Pathlib usage makes attribute disappear

I have a module with some torch.jit.exported methods and some regular methods. This module has some attributes that I want to use in non-scripted methods. These attributes disappear when I script the module.

class Foo:
    def __init__(self):
        # Commenting out this line gets rid of the AttributeError
        pathlib.Path("/tmp/tmp").mkdir(parents=True, exist_ok=True)
        self.y = 5

class M(nn.Module):
    def __init__(self, f):
        super(M, self).__init__()
        self.f = f

    @torch.jit.ignore
    def get_f(self):
        return self.f  # <-- Getting an attribute error here

m = torch.jit.script(M(Foo()))
m.get_f()

I am curious if this is a bug or there is some rationale behind this. It seems like assigning self.f = f in M.__init__ makes torch script analyze Foo.__init__ and discard the attribute if scripting it fails.

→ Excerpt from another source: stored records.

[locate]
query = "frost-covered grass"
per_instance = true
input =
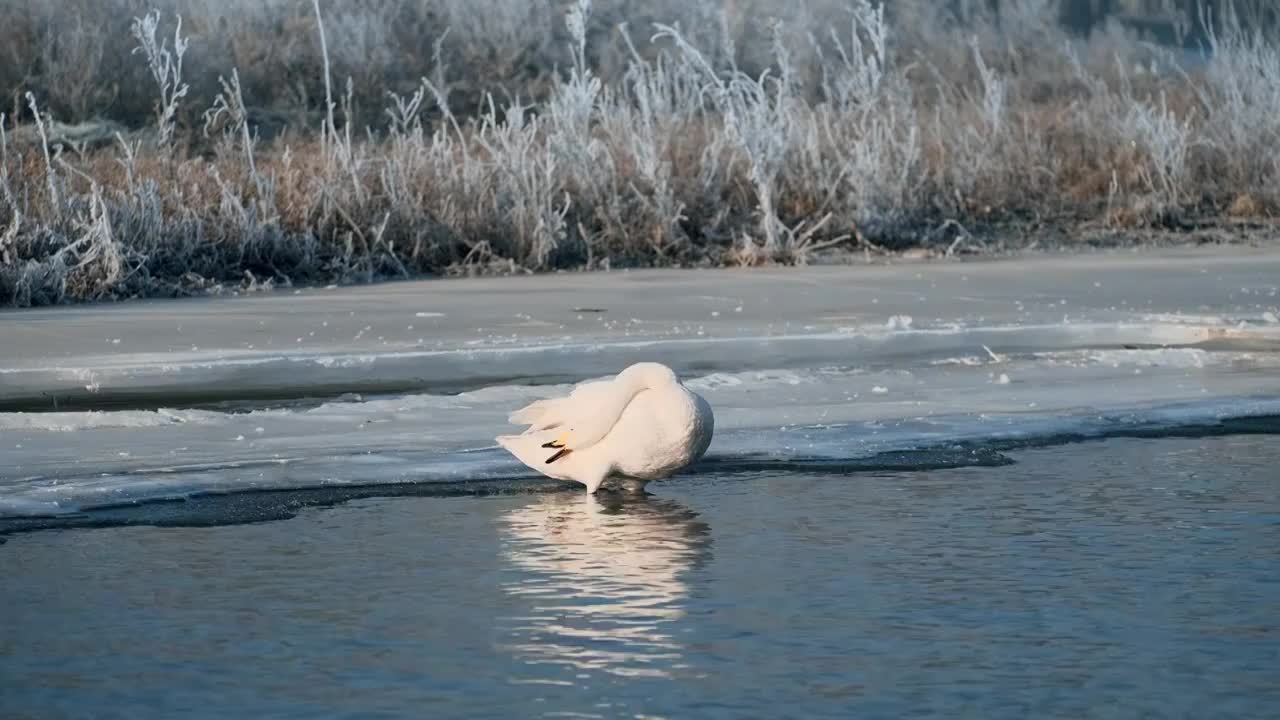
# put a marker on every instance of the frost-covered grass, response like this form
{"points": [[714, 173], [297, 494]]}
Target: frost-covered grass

Because I never use this attribute in compiled methods, there should not be a reason to try compiling it and discarding. Maybe there is some annotation I can use to ask torch script to just keep this attribute attached to M? Is there some “good” workaround?

I’m not sure I understand the use case completely, but you are indeed using it in the scripted m module.
If you create an eager module first, the attribute will be there:

module = M(Foo())
m = torch.jit.script(module)
m.get_f() # error
module.get_f() # works

Yeah, the attribute is obviously there before scripting. My questions are:

  • Why scripting removes this attribute when it is used only in torch.jit.ignore'ed methods?
  • Is there a good way to make torch.jit.script not remove this attribute? I can just do m.f = f to assign it again after scripting, but this is fairly ugly when you have many attributes.

I’m not sure, if there is a way to ignore attributes, which seems to be your case. I.e. if you initialize Foo as an nn.Module it would also be scripted as a RecursiveScriptModule, but I guess you don’t want that.